Showing the image of the preimage of a set is the set itself

Question

Question:

Let $f:( X,d )\rightarrow ( Y,e )$ be a map between metric spaces, let $U \subseteq X$ and$ V\subseteq Y$.

Show that $V=f\left ( f^{-1}\left ( V \right ) \right )$.

Recall by definition the pre-image of a set V:

$$f^{-1} ( V )=\{ x \in X \mid f ( x ) \in V \}$$

If it helps: $f\left ( x \right )=x^{2}$

$$f^{-1}(\{x\})= \left\{\begin{matrix} \sqrt x, -\sqrt x &x>0 \\ 0 & x=0\\ \emptyset & x<0 \end{matrix}\right.$$

Any help is appreciated.

Thanks in advance.

Answer 1

The statement is false in general (more specifically, whenever $f$ is not surjective).

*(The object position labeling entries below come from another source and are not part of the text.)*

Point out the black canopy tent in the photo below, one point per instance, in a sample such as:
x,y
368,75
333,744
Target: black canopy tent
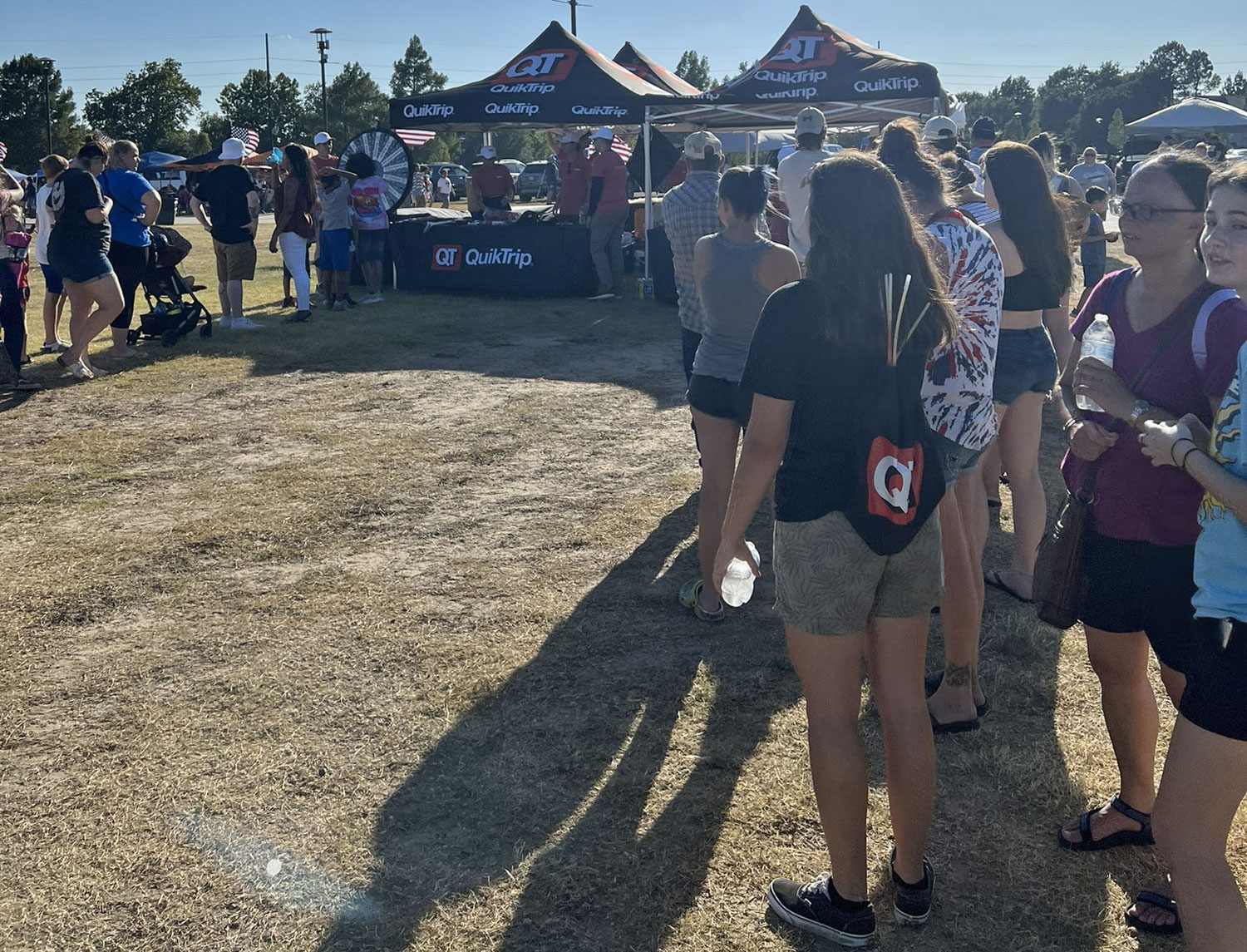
x,y
636,62
556,80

For example, if $f:\mathbb{R}\to\mathbb{R}$ is defined by $f(x)=x^2$, and $V$ is the set $(-\infty,0)$ of negative real numbers, then $$f^{-1}(V)=\{x\in\mathbb{R}:f(x)\in V\}=\{x\in\mathbb{R}:x^2<0\}=\varnothing$$ and therefore $f(f^{-1}(V))=\varnothing$, which is not $V$.